Even the mind becomes a battlefield. Imposter syndrome whispers, “You don’t belong here,” even when their test scores scream otherwise. So many brilliant women leave—not for lack of talent, but for lack of welcome. The pipeline leaks, and no one fixes it. Instead, we ask: “Where did they all go?”
They didn’t go. We let them slip away.
This loss isn’t just moral—it’s mathematical. Homogenous teams build flawed systems. Cars crash-test on male dummies. Voice recognition software ignores higher-pitched voices. Medicine reacts differently in female bodies—but where’s the data? Inclusion isn’t charity. It’s survival.
Marie once said, “Nothing in life is to be feared, it is only to be understood.” But fear thrives in absence. When women are missing from science, the unknown grows darker. Their presence is a lamp held high. A spectrum of perspectives brings not just fairness, but foresight.
So how do we turn the tide?
We start early. We praise effort, not “natural talent.” We show girls that curiosity is not a trait of gender, but of spirit. We fund mentorships, design flexible tenure paths, provide child care, and promote collaboration over competition. We talk about failure—and how it’s not the opposite of success, but its precondition.
We train boys to be allies, not gatekeepers. We remind institutions that diversity isn’t a favor—it’s a function of excellence.
Most importantly, we tell stories. Of Marie. Of every woman who followed. Of those who dared to enter rooms they weren’t invited into—and stayed.
Because when a girl sees herself in a story, she starts to write her own.
Then we go back to think of the girl in the lab again. Her gloves too big, her shoulders squared. She laughs in frustration, but doesn’t quit. She’s not Marie Curie, not yet—but she’s glowing. Quietly.
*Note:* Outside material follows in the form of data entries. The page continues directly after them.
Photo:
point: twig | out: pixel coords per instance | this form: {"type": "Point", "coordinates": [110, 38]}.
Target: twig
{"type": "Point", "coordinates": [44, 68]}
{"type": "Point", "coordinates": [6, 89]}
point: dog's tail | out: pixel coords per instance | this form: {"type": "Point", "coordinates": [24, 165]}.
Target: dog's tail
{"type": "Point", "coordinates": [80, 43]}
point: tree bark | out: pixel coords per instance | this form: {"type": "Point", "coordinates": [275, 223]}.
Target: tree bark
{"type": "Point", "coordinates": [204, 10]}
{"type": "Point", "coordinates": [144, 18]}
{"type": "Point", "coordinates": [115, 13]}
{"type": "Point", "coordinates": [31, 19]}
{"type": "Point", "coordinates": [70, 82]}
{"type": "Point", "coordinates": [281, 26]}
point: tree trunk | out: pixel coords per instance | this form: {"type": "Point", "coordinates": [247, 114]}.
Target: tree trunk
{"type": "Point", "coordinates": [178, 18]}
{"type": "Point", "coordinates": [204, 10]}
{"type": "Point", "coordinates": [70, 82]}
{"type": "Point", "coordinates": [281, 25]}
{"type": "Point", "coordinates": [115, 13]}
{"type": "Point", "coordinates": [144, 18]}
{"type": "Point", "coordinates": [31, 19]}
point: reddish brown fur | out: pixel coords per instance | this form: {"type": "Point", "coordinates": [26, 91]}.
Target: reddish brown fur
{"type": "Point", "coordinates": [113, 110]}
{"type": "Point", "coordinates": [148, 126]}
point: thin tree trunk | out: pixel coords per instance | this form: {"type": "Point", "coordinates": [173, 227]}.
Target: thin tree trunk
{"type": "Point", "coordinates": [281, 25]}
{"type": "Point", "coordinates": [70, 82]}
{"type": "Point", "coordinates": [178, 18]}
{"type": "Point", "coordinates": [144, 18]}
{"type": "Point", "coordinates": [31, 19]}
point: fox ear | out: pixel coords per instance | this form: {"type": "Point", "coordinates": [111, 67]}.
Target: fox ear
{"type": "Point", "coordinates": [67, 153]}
Persistently.
There are numerous young women out there—those still choosing between love and legacy, between family and fieldwork, between who they are and who the world thinks they should be. And with hope the next Marie Curie isn’t famous for being first—but for being one of many.
This glow—the unyielding light of curiosity, resistance, and hope—isn’t just a memory. It’s a movement.
And when we finally build a lab big enough for all minds, the world glows a little brighter.